Regarding the inter-software reliability, there were differences between the mean perimeter-based ED measurements. In the Bland–Altman analysis of both software types, there were only two measurements beside the level of agreement showing that both software versions can deliver significantly different values. Furthermore there were lower mean differences between both observers in measurements of perimeter based ED as well as LCA and RCA ostia heights when using the semi-automatic segmentation. This allows the conclusion that the semiautomatic-segmentation is more accurate for the measurements of variables, which are crucial prior to TAVR.

Furthermore in our study, the inter-observer agreement as shown in the ICC analysis was excellent and comparable to those of recently published studies [16, 20, 21]. Although the manual estimation of the diameter of the aortic annulus revealed excellent inter-observer reliability, the reliability when using semi-automatic segmentation was improved, which is beneficial, particularly for the novice examiner. Thus semi-automatic segmentation might improve the reproducibility and help to standardize the evaluation process.
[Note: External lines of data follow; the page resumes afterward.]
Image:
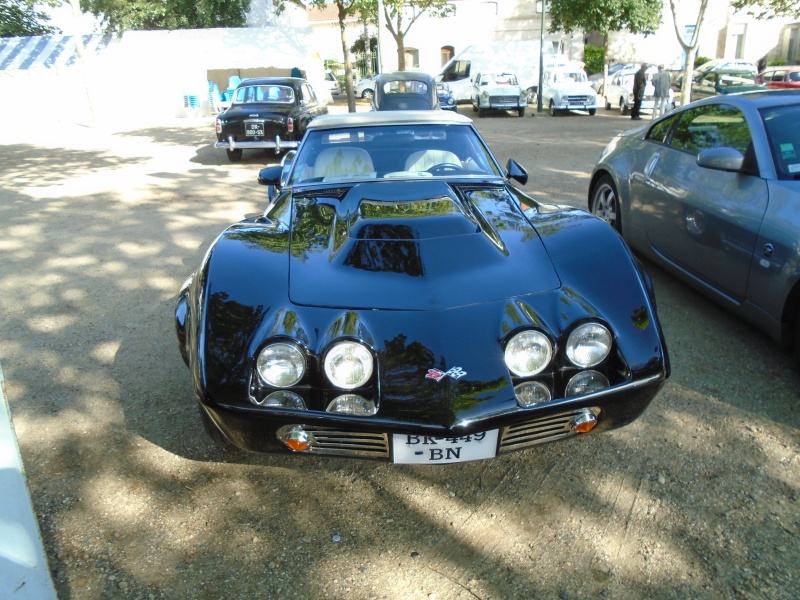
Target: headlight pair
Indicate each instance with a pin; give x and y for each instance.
(347, 364)
(529, 352)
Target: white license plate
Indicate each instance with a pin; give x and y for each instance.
(426, 450)
(254, 129)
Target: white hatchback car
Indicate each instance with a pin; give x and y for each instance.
(620, 91)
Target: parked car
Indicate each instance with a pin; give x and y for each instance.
(620, 91)
(332, 81)
(446, 99)
(714, 83)
(718, 64)
(267, 113)
(365, 88)
(405, 90)
(780, 77)
(710, 192)
(498, 91)
(400, 299)
(567, 88)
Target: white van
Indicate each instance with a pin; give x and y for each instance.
(520, 58)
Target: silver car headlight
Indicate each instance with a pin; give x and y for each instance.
(348, 365)
(588, 345)
(281, 364)
(528, 353)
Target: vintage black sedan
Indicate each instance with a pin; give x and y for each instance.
(399, 299)
(267, 113)
(711, 192)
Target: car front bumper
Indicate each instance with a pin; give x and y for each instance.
(277, 144)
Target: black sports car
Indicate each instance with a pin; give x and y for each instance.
(268, 112)
(400, 300)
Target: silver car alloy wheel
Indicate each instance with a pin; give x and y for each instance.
(605, 204)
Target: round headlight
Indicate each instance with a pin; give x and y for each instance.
(281, 364)
(348, 365)
(584, 383)
(528, 353)
(588, 345)
(531, 393)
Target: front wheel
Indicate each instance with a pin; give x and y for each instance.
(605, 202)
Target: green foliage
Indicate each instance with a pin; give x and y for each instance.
(123, 15)
(767, 9)
(593, 58)
(19, 18)
(637, 16)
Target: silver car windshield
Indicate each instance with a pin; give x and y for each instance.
(391, 152)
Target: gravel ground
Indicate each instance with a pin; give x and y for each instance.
(98, 228)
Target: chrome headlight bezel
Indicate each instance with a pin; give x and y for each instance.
(281, 364)
(520, 353)
(350, 356)
(588, 344)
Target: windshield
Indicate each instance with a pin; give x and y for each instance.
(392, 152)
(274, 94)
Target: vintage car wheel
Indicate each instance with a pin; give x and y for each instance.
(605, 202)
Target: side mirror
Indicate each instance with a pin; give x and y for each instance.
(516, 172)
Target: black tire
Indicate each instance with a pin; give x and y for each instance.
(605, 202)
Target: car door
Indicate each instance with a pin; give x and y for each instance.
(704, 221)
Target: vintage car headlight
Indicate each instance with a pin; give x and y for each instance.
(352, 404)
(584, 383)
(532, 393)
(528, 353)
(281, 364)
(348, 365)
(588, 345)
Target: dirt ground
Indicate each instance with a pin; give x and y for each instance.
(99, 226)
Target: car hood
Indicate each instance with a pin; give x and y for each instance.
(413, 246)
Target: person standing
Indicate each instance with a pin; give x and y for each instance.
(661, 83)
(639, 83)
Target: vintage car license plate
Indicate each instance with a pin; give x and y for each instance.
(254, 128)
(425, 450)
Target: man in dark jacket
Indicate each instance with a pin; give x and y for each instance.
(639, 83)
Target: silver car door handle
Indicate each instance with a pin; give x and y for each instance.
(650, 166)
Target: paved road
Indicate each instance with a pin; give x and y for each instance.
(697, 499)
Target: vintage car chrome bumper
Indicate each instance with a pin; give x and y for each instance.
(278, 144)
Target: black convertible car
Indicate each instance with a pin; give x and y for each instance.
(267, 113)
(399, 299)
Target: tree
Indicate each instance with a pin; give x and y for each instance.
(19, 18)
(402, 14)
(121, 15)
(767, 9)
(689, 48)
(605, 16)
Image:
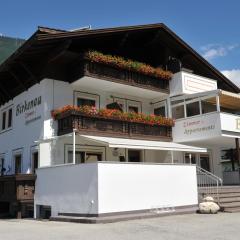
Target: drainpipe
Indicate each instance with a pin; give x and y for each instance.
(237, 150)
(172, 156)
(74, 146)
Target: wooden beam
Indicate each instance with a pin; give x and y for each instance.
(123, 40)
(59, 50)
(5, 92)
(237, 150)
(17, 79)
(157, 35)
(30, 73)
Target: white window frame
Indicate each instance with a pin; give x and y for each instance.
(34, 149)
(14, 154)
(161, 104)
(80, 148)
(90, 96)
(132, 103)
(6, 110)
(142, 154)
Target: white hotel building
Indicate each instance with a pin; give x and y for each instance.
(91, 166)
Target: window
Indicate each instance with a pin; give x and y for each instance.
(134, 155)
(18, 163)
(86, 99)
(93, 157)
(7, 119)
(209, 105)
(85, 156)
(79, 157)
(190, 158)
(4, 116)
(178, 111)
(86, 102)
(192, 109)
(133, 109)
(34, 161)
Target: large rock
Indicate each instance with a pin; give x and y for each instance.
(208, 207)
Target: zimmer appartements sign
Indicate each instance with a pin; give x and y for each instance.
(29, 109)
(197, 128)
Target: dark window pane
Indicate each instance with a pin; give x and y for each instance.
(18, 164)
(133, 109)
(193, 109)
(86, 102)
(9, 117)
(178, 112)
(93, 157)
(79, 157)
(4, 115)
(160, 111)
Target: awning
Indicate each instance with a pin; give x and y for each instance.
(142, 144)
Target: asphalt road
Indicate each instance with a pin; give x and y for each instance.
(185, 227)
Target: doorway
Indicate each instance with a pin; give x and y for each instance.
(18, 163)
(200, 159)
(34, 161)
(134, 155)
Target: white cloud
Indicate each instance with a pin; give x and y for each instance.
(212, 51)
(233, 75)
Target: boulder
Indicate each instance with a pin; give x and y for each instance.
(208, 207)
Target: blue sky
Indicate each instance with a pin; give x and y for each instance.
(210, 27)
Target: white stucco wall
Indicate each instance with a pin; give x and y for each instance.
(98, 188)
(68, 188)
(128, 187)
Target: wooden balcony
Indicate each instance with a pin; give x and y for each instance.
(113, 74)
(96, 125)
(17, 194)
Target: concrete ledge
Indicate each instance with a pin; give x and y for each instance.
(75, 218)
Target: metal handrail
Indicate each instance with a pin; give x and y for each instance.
(209, 182)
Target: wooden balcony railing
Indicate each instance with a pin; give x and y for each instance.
(17, 195)
(110, 127)
(110, 73)
(17, 187)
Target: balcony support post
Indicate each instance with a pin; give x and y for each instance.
(74, 146)
(218, 103)
(172, 156)
(237, 150)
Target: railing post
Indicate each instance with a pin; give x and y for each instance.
(74, 146)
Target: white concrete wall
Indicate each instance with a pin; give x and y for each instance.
(188, 83)
(68, 188)
(96, 188)
(197, 128)
(128, 187)
(22, 135)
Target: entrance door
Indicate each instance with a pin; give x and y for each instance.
(34, 162)
(204, 160)
(134, 155)
(18, 163)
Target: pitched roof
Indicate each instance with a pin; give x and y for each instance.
(27, 64)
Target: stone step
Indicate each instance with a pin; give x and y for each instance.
(229, 200)
(116, 218)
(232, 210)
(230, 205)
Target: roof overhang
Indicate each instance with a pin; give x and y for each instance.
(142, 144)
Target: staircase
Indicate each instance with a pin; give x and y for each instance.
(228, 197)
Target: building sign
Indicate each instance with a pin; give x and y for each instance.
(238, 123)
(29, 109)
(197, 128)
There was a significant saving of evaluation time of approximately 12 % for the novice and of 10 % for the expert when using semi-automatic evaluation. Therefore, semi-automatic evaluation allows more time efficient and accurate estimation of the required measurements in high-risk patients prior to TAVR. In clinical routine due to steady rising numbers of TAVR cases, time saving of couple of minutes per case does get clinically relevant. In our study the novice had already approximately 1 year of experience with the manual evaluation of TAVR cases, thus we conclude, that centers without any experience with TAVR evaluation, might benefit even more from the semi-automatic segmentation. Especially the preset and guided order of the evaluation steps might be advantageous.

One of the major limitations of the semi-automatic software is the semi-automatic segmentation itself. On one hand the semi-automatic segmentation provides a convenient guided way of evaluation of all currently required variables prior to TAVR. On the other hand the automatic segmentation has only limited flexibility, which might become an issue if additional variables become important or existing evaluation steps need to be replaced or even only adjusted. Additionally semi-automatic segmentation delivers results, which always need to be confirmed for their accuracy. Thus semi-automatic segmentation should support manual segmentation tools rather than replacing them.

There are some limitations of this study. This study is a single-center study describing the efficiency of two particular software solutions delivering data that are only comparable I the setting using the same software tools. To confirm our results, further studies with additional software solutions and larger study populations should be performed. Our study population consisted of patients who had datasets with good image quality and who had besides the severe aortic stenosis neither valvular nor coronary anatomical abnormalities, so the accuracy of the semiautomatic approach in patients with anatomical abnormalities could not be evaluated.

Conclusions

TAVR evaluations can be accomplished significantly faster and without compromising accuracy when using semi-automatic compared with manual segmentation, showing a benefit that is independent of the experience level of the examiner.